Marks Against: Amnesty International and Human Rights Watch, 11




Copyright © 2015 David Prashker
All rights reserved
The Argaman Press


Macedonia

For decades there was a personal fiefdom in eastern Europe, owned and run by Marshall Tito under the pretense of Communism, and known as Yugoslavia. The despotic autocracy of his rule kept the country so “stable” that his supporters preserved his dead body in pickle for months after his demise, fearing that the announcement of his death would lead to wild celebrations of hysterical blood-letting. Eventually both got out, the information and the knives. When Yugoslavia collapsed into ethnic civil war, all parties put into practice what they had been taught under Nazi occupation, and war crimes trials are still in process.

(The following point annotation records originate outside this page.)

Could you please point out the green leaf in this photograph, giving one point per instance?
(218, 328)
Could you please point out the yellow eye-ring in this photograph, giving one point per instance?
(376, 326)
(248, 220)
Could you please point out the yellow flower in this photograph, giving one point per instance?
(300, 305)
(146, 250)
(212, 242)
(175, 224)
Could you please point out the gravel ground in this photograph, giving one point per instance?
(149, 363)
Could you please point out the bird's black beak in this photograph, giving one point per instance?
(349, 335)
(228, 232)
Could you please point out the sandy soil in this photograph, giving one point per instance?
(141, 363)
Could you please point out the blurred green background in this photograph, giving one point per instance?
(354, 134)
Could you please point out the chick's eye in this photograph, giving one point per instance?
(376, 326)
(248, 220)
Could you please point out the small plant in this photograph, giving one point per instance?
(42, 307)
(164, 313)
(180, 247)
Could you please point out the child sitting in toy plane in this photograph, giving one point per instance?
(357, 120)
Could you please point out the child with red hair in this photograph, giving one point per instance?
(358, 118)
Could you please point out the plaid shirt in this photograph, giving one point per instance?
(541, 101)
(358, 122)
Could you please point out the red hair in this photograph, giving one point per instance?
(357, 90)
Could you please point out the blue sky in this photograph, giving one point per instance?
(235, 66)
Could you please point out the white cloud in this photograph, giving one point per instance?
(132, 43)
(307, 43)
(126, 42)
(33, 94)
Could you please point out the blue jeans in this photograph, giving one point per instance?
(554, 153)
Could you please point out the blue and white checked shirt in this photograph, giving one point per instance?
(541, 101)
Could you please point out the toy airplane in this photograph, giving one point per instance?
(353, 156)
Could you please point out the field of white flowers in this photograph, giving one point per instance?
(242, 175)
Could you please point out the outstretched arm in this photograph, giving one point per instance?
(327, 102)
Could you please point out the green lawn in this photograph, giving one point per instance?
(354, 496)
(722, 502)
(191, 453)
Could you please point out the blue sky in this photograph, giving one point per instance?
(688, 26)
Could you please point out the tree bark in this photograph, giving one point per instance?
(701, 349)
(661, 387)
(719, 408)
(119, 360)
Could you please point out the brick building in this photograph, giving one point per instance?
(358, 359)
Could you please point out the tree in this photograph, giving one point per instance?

Slovenia, Croatia, Bosnia and Herzegovina, Serbia, Montenegro and Macedonia were the countries that emerged from the ensuing chaos, as well as two autonomous enclaves within Serbia: Vojvodina and Kosovo. All nine were still run by the Communist Party, but it was ethnic and religious divisions that induced the barbarism. Macedonia was the surprising exception, though it nearly tumbled, because there were also Albanians emerging from their own decades of Communist brutality, and many of them lived in what was now Macedonia. EU and NATO peacekeepers helped the government put a new constitution in place which recognised the rights of those Albanians, and even some local autonomy, and there has been such progress that the European Non-Islamic Caliphate (EU), whose ambition like all imperial powers is to rule the whole world, eventually, is moving Macedonia at great pace towards EU membership. India and China may be a little further behind.


For reasons unclear to most people, Macedonia has a name-plaque on its seat at the United Nations which announces it as the "Former Yugoslav Republic of Macedonia (FYROM)". Nostalgia for Tito in New York? How unlikely! The trouble is, calling itself straightforwardly Macedonia does not go down well in Greece, another imperialist power that still hasn’t realised its day is gone (the empire collapsed in the 4th century BCE!); Macedonia was Alexander the Great’s birthplace (did you know he had Aristotle as his teacher when he was at school?), and Macedonia is still in existence, other than this Macedonia, as a province of northern Greece.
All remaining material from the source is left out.